The NGO applicants are Media Rights Agenda (MRA), Paradigm Initiative (PIN), Premium Times Centre for Investigative Journalism (PTCIJ), the International Press Centre (IPC), and Tap Initiative for Citizens Development (TICD), while the journalists are David Hundeyin, Samuel Ogundipe, Blessing Oladunjoye, and Nwakamri Apollo.
The suit, lodged with number ECW/CCJ/APP/29/21 ECW/CCJ/APP/29/21, in a 73-page documentation, was filed on their behalf by Abuja-based human rights and free expression lawyer, Mojirayo Nkanga, under the African Charter on Human and Peoples’ Rights (ACHPR), the International Covenant on Civil and Political Rights (ICCPR), the Revised ECOWAS Treaty, and the Nigerian Constitution, among others.
The applicants claimed that Nigeria’s ongoing suspension of Twitter, which came into effect on or around June 4, violated their right to freedom of expression and interfered with the ability of the journalists to do their work.
Similarly, they alleged that the general situation in Nigeria with respect to human rights has created an environment where freedom of expression was stifled, stressing that it has contributed to creating a chilling effect on press and media freedom.
According to them, Nigeria has consented to be bound by the obligation to respect and protect the right to freedom of expression under the ICCPR and the ACHPR and therefore, any limitation imposed by the government on the right to freedom of expression can only be justifiable where the restriction is provided by law, serves a legitimate aim, and is necessary and proportionate in a democratic society.

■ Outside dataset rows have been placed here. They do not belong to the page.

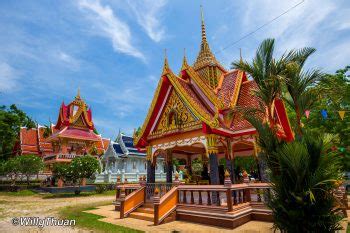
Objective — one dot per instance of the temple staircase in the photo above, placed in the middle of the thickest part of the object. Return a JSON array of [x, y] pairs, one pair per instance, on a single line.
[[221, 205], [144, 212]]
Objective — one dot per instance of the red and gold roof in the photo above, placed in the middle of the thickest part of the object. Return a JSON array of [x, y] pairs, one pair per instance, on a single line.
[[209, 93]]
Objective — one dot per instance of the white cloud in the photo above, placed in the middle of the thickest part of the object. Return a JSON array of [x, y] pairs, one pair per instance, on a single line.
[[68, 59], [109, 25], [147, 14], [313, 23], [8, 76]]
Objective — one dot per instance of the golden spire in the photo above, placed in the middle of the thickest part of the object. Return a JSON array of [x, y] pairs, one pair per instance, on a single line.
[[184, 61], [240, 55], [78, 94], [166, 64], [204, 36], [205, 56]]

Contending that these three conditions must all be met before any restriction on the right to freedom of expression can be considered legitimate, the applicants noted that the suspension of Twitter was not provided by law, that there was no justification for it under Nigeria’s domestic laws, and that it was done by the government in an arbitrary manner in circumstances where there was no public or judicial oversight, transparency or accountability.
They, therefore, asked the court to declare the indefinite suspension of Twitter a continuous violation of their human rights under international law, particularly the right to seek and receive information, as well as the right to express and disseminate opinions under Article 9(1) and (2) of the African Charter; Article 19(2) of the ICCPR and the rights of journalists under Article 66(2)(c) of the Revised ECOWAS Treaty.
They also sought a declaration that the government’s directive, through the National Broadcasting Commission (NBC), for the deactivation of Twitter accounts in Nigeria violated their human rights under international law and that the threat by the Attorney-General of the Federation to criminally prosecute anybody found to be using Twitter in Nigeria following the suspension of the platform also violated their human rights under international law.
They urged the court to issue orders mandating the government to immediately take all necessary measures to rescind the suspension of Twitter in Nigeria and to take all necessary measures to guarantee non-recurrence in order to prevent the same violation from occurring in the future.
They also want the court to compel the government to issue adequate reparations, including restitution, compensation, and measures of satisfaction to them to be specified and submitted to the court, as well as to issue an order of injunction restraining the government, its servants, and agents from imposing criminal sanctions on individuals, including the applicants, who use Twitter or any other social media service provider.
No date has been fixed for the hearing of the suit.